Seven in Ten Children Quit Sport Before They're Thirteen. Here's What the Research Says About the One That Keeps Them.

Every year, millions of parents sign their children up for organised sport. Football on Saturday mornings. Gymnastics on Tuesday evenings. Tennis camps in the summer. The intention is good — exercise, discipline, teamwork, fun. And for a while, it works.

Then, somewhere between the ages of eight and twelve, something shifts. The sessions become an argument. The kit stays in the bag. One week they're ill, the next there's a birthday party, and then one day you realise they simply haven't asked to go back.

Seven out of ten children quit organised sport before they turn thirteen.

Not because they got injured. Not because they ran out of time. The research from the American Academy of Paediatrics is clear on the reason: it stopped being enjoyable.

The pressure from adults — coaches obsessed with results, fixtures that eat whole weekends, the quiet, constant signal that winning is the point — eventually grinds the joy out of it. And a child without joy in the activity doesn't last. They just stop turning up one day, and nobody really knows when the love left.

The Missed Window Nobody Talks About
Here's the thing about that statistic that nobody wants to say. It isn't just a sporting tragedy.
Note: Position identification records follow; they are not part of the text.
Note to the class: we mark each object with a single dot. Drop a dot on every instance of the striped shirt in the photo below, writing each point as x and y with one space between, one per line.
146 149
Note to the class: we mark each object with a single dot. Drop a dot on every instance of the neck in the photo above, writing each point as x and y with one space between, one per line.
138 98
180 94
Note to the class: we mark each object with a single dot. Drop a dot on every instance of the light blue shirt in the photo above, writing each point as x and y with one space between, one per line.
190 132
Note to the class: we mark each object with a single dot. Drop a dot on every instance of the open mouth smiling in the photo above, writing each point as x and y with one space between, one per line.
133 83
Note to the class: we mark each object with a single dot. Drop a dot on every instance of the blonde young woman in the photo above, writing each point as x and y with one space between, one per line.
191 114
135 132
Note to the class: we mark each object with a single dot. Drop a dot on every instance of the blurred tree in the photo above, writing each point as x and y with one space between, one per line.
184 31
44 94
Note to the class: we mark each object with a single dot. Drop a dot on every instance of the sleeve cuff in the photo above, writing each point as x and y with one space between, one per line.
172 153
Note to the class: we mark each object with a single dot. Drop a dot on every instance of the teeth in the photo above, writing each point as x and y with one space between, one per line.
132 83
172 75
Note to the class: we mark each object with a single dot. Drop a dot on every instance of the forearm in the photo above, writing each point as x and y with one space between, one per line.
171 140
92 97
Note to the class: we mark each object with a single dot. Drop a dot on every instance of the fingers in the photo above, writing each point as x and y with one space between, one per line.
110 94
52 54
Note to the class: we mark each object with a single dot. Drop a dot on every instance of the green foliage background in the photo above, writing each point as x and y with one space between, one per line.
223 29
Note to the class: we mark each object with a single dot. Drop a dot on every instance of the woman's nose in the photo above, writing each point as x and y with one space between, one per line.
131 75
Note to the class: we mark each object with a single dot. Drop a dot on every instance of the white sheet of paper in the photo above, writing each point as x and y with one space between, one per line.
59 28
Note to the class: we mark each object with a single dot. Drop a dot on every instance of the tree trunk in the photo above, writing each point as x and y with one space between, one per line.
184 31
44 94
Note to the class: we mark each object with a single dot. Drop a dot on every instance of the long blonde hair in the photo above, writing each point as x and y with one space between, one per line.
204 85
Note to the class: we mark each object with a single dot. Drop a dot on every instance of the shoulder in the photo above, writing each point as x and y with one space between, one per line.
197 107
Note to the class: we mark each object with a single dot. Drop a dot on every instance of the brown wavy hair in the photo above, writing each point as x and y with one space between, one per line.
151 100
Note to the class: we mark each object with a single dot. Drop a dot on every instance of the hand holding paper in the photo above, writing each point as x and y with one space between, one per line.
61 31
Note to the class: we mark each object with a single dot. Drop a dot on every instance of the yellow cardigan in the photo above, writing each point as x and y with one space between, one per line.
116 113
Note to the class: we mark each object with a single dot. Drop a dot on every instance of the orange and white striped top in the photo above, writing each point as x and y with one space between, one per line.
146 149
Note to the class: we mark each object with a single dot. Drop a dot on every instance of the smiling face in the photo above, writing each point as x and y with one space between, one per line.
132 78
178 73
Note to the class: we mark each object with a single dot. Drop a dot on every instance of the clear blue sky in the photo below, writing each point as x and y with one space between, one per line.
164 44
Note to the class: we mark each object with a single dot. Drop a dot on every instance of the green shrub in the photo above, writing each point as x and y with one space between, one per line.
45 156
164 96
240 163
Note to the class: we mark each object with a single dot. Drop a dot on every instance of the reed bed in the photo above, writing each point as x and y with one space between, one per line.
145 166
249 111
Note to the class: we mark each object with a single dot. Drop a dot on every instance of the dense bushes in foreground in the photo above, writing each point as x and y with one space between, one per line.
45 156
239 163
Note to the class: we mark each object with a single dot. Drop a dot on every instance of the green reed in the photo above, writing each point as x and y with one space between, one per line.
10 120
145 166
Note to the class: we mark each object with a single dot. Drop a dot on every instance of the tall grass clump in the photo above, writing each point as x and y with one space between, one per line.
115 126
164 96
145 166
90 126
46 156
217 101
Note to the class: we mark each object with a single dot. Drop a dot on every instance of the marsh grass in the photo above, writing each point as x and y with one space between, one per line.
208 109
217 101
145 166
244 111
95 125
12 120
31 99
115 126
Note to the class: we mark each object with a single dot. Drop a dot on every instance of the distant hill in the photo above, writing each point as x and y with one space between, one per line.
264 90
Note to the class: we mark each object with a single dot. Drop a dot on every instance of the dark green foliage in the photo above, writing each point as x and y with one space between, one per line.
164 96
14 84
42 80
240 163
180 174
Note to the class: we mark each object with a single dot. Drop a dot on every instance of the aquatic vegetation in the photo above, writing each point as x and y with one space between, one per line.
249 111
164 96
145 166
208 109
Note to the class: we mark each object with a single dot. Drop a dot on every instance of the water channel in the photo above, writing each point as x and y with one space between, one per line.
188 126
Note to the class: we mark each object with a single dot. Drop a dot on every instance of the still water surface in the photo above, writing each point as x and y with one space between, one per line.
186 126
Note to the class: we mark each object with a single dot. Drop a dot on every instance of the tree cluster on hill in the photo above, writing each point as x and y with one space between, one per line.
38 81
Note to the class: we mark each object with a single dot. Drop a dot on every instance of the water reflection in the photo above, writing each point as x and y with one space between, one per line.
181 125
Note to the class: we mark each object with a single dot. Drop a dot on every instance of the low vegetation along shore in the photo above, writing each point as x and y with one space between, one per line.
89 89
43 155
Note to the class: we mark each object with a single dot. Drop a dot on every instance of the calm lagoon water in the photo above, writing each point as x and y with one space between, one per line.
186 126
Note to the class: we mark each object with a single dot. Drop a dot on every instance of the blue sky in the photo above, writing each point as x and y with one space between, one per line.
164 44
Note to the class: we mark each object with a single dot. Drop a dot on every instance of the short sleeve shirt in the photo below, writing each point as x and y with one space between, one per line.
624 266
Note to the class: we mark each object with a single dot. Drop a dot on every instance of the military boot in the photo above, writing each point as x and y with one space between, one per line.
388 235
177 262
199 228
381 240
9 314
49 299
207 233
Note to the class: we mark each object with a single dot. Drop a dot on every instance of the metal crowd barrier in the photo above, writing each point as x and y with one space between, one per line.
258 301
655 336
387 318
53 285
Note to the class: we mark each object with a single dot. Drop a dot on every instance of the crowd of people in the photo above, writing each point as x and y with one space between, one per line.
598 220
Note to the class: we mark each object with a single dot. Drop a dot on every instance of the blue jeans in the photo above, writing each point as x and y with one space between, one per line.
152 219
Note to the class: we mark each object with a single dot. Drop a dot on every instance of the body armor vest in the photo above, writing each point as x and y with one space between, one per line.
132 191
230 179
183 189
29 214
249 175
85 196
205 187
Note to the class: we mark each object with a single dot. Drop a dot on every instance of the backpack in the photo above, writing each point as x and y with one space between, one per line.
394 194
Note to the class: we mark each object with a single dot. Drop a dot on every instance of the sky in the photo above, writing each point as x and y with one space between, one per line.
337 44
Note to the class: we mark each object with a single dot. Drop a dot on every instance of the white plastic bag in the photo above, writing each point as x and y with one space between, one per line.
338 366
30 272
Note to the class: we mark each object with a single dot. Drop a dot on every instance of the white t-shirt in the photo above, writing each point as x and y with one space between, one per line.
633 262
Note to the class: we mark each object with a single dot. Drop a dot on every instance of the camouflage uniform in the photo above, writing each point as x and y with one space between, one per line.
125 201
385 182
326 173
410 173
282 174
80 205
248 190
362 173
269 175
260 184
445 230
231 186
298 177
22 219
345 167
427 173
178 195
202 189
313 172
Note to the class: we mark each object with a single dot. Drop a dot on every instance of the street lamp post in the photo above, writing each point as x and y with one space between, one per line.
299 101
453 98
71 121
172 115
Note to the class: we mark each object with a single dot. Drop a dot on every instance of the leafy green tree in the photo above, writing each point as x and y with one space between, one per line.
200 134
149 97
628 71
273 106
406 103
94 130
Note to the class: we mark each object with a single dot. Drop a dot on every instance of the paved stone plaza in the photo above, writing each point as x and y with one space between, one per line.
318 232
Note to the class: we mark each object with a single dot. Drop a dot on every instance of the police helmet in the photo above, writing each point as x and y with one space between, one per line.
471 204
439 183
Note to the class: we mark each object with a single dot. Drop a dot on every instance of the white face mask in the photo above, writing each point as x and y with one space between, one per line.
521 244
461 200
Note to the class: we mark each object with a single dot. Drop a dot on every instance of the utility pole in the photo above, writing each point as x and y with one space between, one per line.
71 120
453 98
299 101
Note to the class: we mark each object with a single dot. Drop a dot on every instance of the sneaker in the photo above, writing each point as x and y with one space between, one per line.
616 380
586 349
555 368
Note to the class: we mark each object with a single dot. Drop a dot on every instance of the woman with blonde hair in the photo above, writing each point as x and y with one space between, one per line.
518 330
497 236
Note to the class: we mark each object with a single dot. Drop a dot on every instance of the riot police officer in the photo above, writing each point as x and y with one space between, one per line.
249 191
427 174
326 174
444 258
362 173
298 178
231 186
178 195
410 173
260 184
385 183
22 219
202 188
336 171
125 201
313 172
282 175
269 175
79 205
It's a missed window. Because the years between five and thirteen are precisely when the habits that will define the rest of their life are being formed — focus, resilience, the ability to sit with discomfort and keep going anyway. Lose those years to a system that burns children out before they reach secondary school, and you don't get them back.

I've watched it happen.

The academy model — and I'm talking football, gymnastics, tennis, the lot — many of them are run like a conveyor belt. Children are processed through it with one destination in mind. The ones who don't fit the profile at the right moment get moved off the line. There's no cruelty intended. The system just isn't built to care about individual children. It's built to produce a handful of elite athletes from a very large input.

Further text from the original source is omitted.